# Thread: I am stucked by this question

1. ## I am stucked by this question

Is it possible to complete the following expression

2 **** 9 = 2009

and make it true by replacing the asterisks with a selection of the four operational symbols (+ - x / ) and the two other asterisks with digits 0,1,2....,9? Operational symbols and digits can be the same.

Thank you

Hi Drichie,

4. 2018-9

5. ## I am stucked with this question

Hi Driche,

Thank you for your reply again, but unfortunately, your answer has 3 digit and 1 operator and it still cannot meet the conditions of the question asked. i.e. 2 operator and 2 digits only.

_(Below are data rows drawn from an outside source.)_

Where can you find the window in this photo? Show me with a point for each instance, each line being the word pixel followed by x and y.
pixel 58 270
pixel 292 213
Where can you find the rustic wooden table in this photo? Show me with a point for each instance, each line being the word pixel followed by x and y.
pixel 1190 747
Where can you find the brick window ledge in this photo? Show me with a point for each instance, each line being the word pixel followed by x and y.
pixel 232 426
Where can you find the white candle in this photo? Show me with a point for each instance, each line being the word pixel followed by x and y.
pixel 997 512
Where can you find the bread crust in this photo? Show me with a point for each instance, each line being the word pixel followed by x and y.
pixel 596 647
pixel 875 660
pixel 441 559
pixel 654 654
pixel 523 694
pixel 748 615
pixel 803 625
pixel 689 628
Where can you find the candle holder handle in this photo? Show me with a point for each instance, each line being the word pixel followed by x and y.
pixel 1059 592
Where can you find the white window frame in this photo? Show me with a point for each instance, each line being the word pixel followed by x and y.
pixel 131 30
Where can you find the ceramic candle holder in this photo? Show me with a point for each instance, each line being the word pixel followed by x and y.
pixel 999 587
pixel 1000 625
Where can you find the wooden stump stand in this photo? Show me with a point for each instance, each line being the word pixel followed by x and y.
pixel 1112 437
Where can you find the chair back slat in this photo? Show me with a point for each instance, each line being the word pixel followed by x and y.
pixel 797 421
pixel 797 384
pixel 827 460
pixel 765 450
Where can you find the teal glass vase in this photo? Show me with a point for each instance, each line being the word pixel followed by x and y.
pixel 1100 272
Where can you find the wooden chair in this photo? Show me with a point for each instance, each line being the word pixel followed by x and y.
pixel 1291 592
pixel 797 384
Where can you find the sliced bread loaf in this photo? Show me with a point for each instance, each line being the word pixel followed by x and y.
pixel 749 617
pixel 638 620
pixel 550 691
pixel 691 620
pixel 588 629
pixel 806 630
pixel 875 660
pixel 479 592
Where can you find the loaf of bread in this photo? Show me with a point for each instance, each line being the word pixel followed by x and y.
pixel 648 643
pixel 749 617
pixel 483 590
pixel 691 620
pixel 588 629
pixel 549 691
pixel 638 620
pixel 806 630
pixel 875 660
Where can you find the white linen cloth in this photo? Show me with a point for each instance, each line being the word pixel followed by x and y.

6. how about 2 x 10 cubic+9 =2009

7. ## 2 cents

I'd like to throw in my 2cents and look at this in a case by case basis, if I correctly understand the question.

You want to complete the expression 2****9=2009, using two digits from 0-9 and two operational symbols from (+,-,x,/).
Two operational symbols cannot go together, so I'll break this into 3 cases.
($\displaystyle D=Digit, S=Symbol$)

Case 1
$\displaystyle 2DSDS9=2009$

If the final S is a x, the equation is not viable as 2DSD can only produce an integer, while 2009/9=223.22....
If it is a +, that would require 2DSD=2000, not going to happen.
If it is a -, 2DSD=2018, ditto.
If it is a /, 2DSD=18081
Case 1 is will not work.

Case 2
$\displaystyle 2SDDS9=2009$
If final S is a x, the same result as Case 1
If it is a +, then 2SDD=2000, same as Case 1
If it's a -,same result as Case 1
If it's a /, same result as Case 1
Case 2 will not work.

Case 3
$\displaystyle 2SDSD9=2009$
If final S is a x, then the final D must be a 4, as 49 is a factor of 2009.
Then 2SD=41, not going to happen
If it is a +, then 2SD=2009-D9. The RHS can be at the least 1910, while the LHS can be at most 18, this won't work.
If it is a -, then, then it won't work again because of the same reason as the +.
If it's a /, it won't work just like the previous cases.
Case 3 will not work

As these are all the possible cases, I conclude that there is no solution to this question.

This is my line of reasoning and I could be wrong, so try to get a second opinion.
If exponents are allowed, then glen's solution would be correct, though it seems they aren't allowed.

Btw, who gave you get this question?